J enni war eine Puppe.
    Sie lag im kalten Schlamm und blickte nach oben. Das Licht schwankte in weiter Ferne, auf der Wasserfläche, wo die Sonne deutlich umgrenzt und rund war. Von hier aus betrachtet, verschwamm sie zu einem schönen lebendigen Flimmern, dessen Wärme nicht in das kühle Zwielicht vordrang, in dem Jenni ruhte.
    Verdammte beschissene Kacke, ich schlag …
    Miros Stimme kam von weit her. Jenni wollte ihm sagen, er dürfe nicht fluchen, doch sie hatte keine Kraft. Sie betrachtete nur das Licht, das nun stärker wurde. Kopf, Rücken und Gliedmaße lösten sich aus dem Schlamm. Eine unsichtbare Kraft hob sie in die Helligkeit.
    Miro, Liebling …
    Inas Stimme. Sie trieb Jenni dazu an, immer schneller zum Licht aufzusteigen. Der Schmerz an ihren Schläfen, in Armen und Beinen wurde heftiger. Jenni sog Wasser in die Lunge, atmete schwer und würgend. Ihr Blick wurde klarer. Eine brennende Kerze. Nicht die Sonne, sondern eine Flamme, die unruhig brannte. Langsam erschien um sie herum ein Zimmer. Ein Tisch, ein Fenster, das Meer. In der Fensterscheibe spiegelte sich eine Bewegung.

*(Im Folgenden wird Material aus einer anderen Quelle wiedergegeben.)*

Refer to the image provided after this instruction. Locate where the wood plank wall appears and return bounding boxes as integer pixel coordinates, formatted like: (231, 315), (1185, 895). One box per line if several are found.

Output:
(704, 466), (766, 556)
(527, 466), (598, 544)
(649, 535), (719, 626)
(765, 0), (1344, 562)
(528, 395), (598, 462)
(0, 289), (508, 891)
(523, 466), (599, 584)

    »Ganz ruhig, Miro … Alles ist in Ordnung …«
    Wieder Inas Stimme. Miro schluchzte, schrie aber nichtmehr. Jenni schmatzte mit den Lippen und sah sich um. Sie stellte fest, dass sie in einem Polstersessel saß. Ihre Hände hingen von den Armlehnen herab. Die Beine waren lang ausgestreckt und gespreizt. Es musste obszön aussehen. Jenni zwang sich, die Knie zu schließen. Ihr Nacken schmerzte heftig, als sie den Kopf drehte. Ihr Blickfeld war irgendwie eingeschränkt. Auf dem linken Auge lag etwas. Jenni hob die Hand und berührte die geschwollene, gefühllose Augenbraue und das Lid. Sie hatte Blut an den Fingern, das in die Gelenkfalten und auf die Handfläche lief. Jenni wandte den Blick von ihren Fingern zu den Menschen, die im Zimmer standen.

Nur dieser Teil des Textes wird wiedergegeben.